As they lay dying, Robert E. Lee and Stonewall Jackson called for A. P. Hill to bring up his division.

On this day in 1865, as the Confederacy was falling apart, A. P. Hill was killed as he demanded the surrender of his enemy. His men charged and recovered his body. He was buried as Richmond was burning. One of his soldier's penned this verse:

No Epitaph more noble or sublime
Hath e'er been written in all tide of time;
Nor yet can be. It doth all fullness fill
These -- Death's undying words -- "Tell A.P. Hill!"
Hill was already Fame's, and Jackson's death
Confirmed her verdict with his latest breath.
So LEE's last words, as his great heart grew still,
Were Fame's and Jackson's own -- "Tell A.P. Hill!"
"Prepare for action!" Ah, the action's done!
These three have met on fields beyond the sun.
But Fame endures, and shall endure until
Her trumpets cease to sound -- "Tell A.P. Hill!"


Hill's wife, Dolly, was left embittered by the War that had killed her brother, cavalry general John Hunt Morgan, and husband. She stopped using the name "Dolly" and returned to being called Kitty. In 1870 she married again, this time to a Louisville doctor named Alexander Forsyth. She bore him two children, but he fell ill and died at the Morgan home in the fall of 1875. She died on March 20, 1920 in Lexington, Kentucky, having outlived three husbands and four of her daughters (three from her marriage to Powell). She was buried on March 25, 1920 in Lexington, under a grave marked simply "K. Forsyth."

Hill's beloved wife Dolly led a long life. She died on March 20, 1920 in Lexington, Kentucky, having outlived three husbands and four of her daughters (three from her marriage to Powell). She was buried on March 25, 1920 in Lexington, under a grave marked simply "K. Forsyth." (Source: http://www.aphillcsa.com/n999.html)

On the phone with Rob Hodge this morning.

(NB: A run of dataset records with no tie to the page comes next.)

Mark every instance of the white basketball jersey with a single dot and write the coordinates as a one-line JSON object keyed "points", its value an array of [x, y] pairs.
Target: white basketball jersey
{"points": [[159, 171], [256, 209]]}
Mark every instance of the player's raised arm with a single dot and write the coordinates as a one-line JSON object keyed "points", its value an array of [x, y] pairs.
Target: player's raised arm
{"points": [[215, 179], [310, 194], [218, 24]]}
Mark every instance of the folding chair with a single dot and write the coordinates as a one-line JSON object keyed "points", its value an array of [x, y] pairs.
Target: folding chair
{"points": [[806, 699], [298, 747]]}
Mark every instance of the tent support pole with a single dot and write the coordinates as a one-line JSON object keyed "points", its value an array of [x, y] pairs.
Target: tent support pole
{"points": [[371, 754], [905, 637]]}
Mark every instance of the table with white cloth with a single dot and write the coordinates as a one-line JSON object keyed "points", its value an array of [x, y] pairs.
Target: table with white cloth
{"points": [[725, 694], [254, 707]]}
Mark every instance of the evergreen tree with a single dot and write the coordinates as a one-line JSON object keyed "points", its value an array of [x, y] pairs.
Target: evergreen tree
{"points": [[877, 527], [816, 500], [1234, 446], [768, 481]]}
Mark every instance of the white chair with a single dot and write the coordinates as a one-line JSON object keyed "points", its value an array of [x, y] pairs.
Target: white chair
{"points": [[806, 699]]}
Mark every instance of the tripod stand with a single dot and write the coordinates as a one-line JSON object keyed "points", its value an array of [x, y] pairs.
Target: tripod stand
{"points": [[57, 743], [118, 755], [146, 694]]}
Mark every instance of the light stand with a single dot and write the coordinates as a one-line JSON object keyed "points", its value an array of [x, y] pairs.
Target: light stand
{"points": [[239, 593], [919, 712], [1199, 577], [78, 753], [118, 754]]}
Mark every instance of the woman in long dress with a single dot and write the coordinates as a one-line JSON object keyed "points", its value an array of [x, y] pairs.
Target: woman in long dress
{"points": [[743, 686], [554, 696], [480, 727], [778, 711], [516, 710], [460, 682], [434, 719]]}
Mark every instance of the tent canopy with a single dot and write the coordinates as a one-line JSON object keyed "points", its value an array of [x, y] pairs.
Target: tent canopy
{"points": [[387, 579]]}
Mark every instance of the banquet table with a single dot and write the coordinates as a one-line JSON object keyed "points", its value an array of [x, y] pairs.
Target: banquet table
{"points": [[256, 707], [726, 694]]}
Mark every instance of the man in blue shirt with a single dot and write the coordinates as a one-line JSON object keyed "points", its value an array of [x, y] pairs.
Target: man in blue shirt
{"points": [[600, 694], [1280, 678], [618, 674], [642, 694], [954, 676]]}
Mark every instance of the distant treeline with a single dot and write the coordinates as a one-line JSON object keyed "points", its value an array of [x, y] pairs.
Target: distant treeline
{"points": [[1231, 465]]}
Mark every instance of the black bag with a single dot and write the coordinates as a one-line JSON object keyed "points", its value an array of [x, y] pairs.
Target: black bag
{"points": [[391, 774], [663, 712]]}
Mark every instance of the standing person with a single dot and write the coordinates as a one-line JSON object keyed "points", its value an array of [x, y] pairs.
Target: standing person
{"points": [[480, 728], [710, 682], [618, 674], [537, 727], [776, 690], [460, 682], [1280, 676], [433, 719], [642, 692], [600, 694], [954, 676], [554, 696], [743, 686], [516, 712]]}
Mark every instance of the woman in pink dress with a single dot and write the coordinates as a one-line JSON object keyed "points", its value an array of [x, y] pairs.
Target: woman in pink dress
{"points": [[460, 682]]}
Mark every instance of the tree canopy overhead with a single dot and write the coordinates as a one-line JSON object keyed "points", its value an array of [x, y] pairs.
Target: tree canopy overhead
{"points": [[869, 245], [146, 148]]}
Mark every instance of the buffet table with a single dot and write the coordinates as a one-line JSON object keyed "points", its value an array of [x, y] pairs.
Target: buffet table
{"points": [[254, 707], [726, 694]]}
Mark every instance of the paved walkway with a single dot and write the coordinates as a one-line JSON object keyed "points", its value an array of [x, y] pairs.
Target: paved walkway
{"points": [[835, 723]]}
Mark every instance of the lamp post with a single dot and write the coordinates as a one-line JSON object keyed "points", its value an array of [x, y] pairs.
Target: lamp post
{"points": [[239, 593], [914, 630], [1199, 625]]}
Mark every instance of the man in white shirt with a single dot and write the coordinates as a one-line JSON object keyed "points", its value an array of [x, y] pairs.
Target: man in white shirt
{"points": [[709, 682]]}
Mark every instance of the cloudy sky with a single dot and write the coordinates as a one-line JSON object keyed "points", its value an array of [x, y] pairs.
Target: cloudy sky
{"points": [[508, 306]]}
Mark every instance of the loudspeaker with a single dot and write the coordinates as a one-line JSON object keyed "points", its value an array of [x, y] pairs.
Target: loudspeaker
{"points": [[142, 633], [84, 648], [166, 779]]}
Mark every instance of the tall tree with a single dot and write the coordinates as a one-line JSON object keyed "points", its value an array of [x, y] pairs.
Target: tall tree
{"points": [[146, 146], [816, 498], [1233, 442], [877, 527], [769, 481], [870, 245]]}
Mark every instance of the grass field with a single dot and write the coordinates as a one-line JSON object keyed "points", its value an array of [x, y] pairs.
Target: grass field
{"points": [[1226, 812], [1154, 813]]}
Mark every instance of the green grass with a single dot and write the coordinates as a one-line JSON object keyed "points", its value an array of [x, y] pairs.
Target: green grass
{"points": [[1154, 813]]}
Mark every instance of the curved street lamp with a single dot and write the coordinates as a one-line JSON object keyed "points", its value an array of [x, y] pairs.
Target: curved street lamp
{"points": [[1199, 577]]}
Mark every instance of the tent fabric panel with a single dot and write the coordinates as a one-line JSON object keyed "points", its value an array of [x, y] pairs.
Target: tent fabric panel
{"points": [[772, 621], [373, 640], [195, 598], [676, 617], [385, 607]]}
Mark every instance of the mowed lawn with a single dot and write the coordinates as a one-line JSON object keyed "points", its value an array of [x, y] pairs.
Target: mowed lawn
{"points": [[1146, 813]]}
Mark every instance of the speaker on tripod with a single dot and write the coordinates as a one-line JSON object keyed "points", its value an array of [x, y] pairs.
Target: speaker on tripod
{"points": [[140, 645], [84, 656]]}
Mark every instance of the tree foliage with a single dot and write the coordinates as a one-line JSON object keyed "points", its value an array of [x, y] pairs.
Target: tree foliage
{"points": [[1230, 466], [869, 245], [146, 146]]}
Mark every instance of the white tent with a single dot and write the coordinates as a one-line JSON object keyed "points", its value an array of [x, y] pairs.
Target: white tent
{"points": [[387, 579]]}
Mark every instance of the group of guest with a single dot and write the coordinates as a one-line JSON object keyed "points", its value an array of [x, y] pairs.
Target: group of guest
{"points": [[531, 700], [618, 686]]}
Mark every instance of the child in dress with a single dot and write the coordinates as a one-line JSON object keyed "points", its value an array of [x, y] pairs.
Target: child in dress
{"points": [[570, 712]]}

He is describing the recording of a Confederate soldier, Julius Franklin Howell, 24th VA Cav. Howell was north of the James River and saw the plumes of smoke coming from Richmond on the 2nd as the Confederate capital was evacuated and burned in the wake. Howell described the world in terms of "pandemonium" and it was. April, 1865, may be the most volatile month in American history. Each day found some momentous, and emotionally wrenching, event unfolding.